Construct validity refers to the degree to which the scale correlates with predictions based on the understanding of the disease process itself. A pathophysiologic understanding of a disease process should generate hypotheses about the performance of a scale in particular clinical settings. For example, if an instrument is developed to assess patients with tethered cord syndrome and then applied in a screening setting to a population of children with incontinence, the few patients found with tethering lesions should score significantly higher on the scale than children with other causes of incontinence.

Criterion validity refers to performance of the new scale in comparison to a previously established standard. Simplified shorter scales that are more readily usable in routine clinical practice should be expected to have criterion validity when compared with longer, more complex research-oriented scales.28

Reliability

To be clinically useful, a scale should give a consistent report when applied repeatedly to a given patient. Reliability and discrimination are intimately linked in that the smaller the error attributable to measurement, the finer the resolving power of the measurement instrument. Measurement in part involves determining differences, so the discriminatory power of an instrument is of critical importance. Although often taught otherwise, reliability and agreement are not the same thing. An instrument that produces a high degree of agreement and no discrimination between subjects is, by definition, unreliable. This need for reproducibility and discrimination is dependent not only on the nature of the measurement instrument but also on the nature of the system being measured. An instrument found reliable in one setting may not be so in another if the system being measured has changed dramatically. Mathematically, reliability is equal to subject variability divided by the sum of subject and measurement variability.25 Thus, the larger the variability (error) caused by measurement alone, the lower the reliability of a system. Similarly, for a given measurement error, the larger the degree of subject variability, the less the impact of measurement error on overall reliability. Reliability testing involves repeated assessments of subjects by the same observers, as well as by different observers.

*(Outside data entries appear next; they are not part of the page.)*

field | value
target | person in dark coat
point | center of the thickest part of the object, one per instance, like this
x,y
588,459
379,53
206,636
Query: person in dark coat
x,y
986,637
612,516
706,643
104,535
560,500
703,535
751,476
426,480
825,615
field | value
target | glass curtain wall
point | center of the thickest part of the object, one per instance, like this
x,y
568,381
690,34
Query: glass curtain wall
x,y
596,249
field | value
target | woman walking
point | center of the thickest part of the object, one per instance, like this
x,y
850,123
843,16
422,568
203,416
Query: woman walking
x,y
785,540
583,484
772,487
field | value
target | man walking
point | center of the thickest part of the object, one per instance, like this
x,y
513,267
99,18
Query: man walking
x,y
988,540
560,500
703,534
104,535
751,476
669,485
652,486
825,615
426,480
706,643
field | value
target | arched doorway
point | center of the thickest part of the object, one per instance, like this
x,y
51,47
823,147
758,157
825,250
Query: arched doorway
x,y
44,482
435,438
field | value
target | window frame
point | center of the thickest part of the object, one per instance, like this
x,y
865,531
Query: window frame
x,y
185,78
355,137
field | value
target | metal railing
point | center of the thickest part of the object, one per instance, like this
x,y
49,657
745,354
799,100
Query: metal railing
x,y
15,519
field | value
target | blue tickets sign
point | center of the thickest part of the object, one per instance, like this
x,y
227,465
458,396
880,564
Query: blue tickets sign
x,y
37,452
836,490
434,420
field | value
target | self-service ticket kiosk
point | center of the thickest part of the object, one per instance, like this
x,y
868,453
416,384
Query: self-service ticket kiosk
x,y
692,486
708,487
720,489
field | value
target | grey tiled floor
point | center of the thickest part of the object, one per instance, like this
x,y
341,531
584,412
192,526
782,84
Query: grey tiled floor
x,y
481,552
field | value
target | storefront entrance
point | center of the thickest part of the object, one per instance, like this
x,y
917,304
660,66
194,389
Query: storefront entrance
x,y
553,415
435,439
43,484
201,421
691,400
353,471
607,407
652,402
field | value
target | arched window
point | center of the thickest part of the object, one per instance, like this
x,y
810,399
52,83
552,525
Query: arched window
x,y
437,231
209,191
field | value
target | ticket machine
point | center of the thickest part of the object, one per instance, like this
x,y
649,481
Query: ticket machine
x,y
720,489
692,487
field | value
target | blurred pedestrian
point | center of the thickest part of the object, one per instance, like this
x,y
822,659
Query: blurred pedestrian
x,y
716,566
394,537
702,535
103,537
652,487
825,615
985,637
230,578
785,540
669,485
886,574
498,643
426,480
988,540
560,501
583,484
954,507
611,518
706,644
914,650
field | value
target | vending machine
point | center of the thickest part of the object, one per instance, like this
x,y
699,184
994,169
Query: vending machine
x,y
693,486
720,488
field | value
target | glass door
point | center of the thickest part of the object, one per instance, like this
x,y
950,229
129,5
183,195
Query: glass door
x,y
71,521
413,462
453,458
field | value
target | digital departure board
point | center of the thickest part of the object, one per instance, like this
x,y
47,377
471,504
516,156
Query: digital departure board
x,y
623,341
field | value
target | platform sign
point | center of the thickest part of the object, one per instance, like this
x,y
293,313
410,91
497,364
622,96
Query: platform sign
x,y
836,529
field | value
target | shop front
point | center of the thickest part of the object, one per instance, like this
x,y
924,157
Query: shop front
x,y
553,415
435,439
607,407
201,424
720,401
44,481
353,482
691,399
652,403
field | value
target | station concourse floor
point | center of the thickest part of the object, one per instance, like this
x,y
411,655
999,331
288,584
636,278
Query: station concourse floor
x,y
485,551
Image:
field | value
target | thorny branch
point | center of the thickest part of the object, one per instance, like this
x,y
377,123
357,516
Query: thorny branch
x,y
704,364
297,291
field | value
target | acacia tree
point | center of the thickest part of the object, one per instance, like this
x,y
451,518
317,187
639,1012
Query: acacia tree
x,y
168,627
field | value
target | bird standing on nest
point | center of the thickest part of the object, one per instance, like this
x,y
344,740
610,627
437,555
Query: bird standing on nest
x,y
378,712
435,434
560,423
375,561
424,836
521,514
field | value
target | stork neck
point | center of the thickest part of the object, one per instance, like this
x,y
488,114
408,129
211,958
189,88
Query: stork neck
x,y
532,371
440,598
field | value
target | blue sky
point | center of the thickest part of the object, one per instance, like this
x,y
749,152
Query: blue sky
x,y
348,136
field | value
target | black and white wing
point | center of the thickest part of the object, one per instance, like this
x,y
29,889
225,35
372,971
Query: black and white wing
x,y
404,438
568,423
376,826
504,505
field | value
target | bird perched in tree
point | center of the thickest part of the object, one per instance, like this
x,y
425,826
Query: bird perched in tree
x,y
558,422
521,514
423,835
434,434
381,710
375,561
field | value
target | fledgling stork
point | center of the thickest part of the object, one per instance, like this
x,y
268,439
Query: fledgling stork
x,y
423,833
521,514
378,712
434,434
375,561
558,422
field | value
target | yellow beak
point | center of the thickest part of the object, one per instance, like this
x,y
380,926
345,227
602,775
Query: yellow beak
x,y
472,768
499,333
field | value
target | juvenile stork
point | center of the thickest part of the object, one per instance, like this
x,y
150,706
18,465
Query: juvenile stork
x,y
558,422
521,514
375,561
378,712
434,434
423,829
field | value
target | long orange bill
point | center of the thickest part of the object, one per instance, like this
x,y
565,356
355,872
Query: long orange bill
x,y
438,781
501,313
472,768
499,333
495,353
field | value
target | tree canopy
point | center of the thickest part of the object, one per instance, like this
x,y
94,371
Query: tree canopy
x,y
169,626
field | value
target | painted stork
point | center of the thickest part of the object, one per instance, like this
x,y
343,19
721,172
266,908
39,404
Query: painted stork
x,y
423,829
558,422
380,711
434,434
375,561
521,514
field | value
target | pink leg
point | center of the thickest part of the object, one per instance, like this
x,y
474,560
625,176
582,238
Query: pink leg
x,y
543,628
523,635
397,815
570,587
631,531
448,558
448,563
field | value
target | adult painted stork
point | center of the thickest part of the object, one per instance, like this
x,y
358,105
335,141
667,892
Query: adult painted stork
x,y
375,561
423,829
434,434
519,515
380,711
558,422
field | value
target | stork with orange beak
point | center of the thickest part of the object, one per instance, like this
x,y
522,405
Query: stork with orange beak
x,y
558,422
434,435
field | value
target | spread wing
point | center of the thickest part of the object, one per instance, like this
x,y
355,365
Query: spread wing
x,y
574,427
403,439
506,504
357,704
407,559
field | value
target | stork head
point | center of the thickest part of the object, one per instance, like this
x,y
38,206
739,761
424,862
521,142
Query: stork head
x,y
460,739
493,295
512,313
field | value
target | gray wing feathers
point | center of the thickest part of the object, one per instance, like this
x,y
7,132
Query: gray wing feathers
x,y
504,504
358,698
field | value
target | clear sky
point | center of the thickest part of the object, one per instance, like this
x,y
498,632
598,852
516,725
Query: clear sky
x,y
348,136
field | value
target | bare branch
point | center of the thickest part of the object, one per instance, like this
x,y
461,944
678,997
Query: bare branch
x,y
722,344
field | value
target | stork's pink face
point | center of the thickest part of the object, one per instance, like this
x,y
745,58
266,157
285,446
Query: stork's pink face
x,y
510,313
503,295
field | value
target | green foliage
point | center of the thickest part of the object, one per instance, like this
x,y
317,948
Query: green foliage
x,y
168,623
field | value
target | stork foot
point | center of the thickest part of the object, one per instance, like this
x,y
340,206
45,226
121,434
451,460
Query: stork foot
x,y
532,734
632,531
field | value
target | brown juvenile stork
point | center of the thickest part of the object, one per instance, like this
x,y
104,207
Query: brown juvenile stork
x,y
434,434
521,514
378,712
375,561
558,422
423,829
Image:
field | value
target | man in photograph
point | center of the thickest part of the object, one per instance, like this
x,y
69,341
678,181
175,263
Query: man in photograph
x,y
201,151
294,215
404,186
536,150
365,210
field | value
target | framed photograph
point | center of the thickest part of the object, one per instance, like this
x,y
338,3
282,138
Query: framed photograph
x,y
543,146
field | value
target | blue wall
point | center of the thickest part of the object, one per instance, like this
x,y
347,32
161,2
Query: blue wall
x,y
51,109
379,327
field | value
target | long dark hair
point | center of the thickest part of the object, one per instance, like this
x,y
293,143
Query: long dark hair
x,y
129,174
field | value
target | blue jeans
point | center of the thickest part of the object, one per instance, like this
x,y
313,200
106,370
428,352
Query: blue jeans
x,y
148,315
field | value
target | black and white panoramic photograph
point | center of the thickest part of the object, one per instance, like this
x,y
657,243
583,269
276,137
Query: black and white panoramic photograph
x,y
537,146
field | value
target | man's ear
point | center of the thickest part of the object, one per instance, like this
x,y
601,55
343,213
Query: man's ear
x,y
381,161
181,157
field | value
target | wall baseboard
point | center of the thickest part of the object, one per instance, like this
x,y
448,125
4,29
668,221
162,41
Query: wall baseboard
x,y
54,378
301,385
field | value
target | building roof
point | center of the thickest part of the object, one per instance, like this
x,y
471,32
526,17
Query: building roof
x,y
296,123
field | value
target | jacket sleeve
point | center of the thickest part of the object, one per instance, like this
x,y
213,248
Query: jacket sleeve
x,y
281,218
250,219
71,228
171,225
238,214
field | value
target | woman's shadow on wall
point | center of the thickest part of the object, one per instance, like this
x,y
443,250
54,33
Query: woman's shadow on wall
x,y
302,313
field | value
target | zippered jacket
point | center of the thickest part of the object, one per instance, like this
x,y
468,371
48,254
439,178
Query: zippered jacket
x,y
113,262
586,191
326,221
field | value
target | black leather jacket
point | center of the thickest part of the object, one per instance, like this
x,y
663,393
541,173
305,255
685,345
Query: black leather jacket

Reliability is typically measured by correlation coefficients, with values ranging between 0 and 1. Although there are several different statistical methods of determining the value of the coefficient, a common strategy involves the use of analysis of variance (ANOVA) to produce an intraclass correlation coefficient (ICC).29 The ICC may be interpreted as representing the percentage of total variability attributable to subject variability, with 1 being perfect reliability and 0 being no reliability. Reliability data reported as an ICC can be converted into a range of scores expected simply because of measurement error. The square root of (1 − ICC) gives the percentage of the standard deviation of a sample expected to be associated with measurement error. A quick calculation brings the ICC into perspective. For an ICC of 0.9, the error associated with measurement is (1 − 0.9)0.5, or about 30% of the standard deviation.25 Reliability measures can also be reported with the κ statistic, discussed more fully in the next section as a measure of clinical agreement.30

Internal consistency is a related property of scales that are used for measurement. Because scales should measure related aspects of a single dimension or construct, responses on one question should have some correlation to responses on another question. Although a high degree of correlation renders a question redundant, very limited correlation raises the possibility that the question is measuring a different dimension or construct. This has the effect of adding additional random variability to the measure. There are a variety of statistics that calculate this parameter, the best known of which is Cronbach’s alpha coefficient.31 Values between 0.7 and 0.9 are considered acceptable.25

Clinical Agreement

The success of measurement instruments and clinical decision rules such as those described earlier depends on the degree to which two or more clinicians can agree on the observed findings. Observations that are difficult to reproduce from examiner to examiner are of much less value in predicting the presence of significant injury, illness, or subsequent prognosis. Clinical agreement can be divided into intrarater and interrater reliability, depending on the likelihood of one individual identifying the same findings in a series of assessments done at different times or the probability of two independent evaluators arriving at the same conclusion given the same material to observe.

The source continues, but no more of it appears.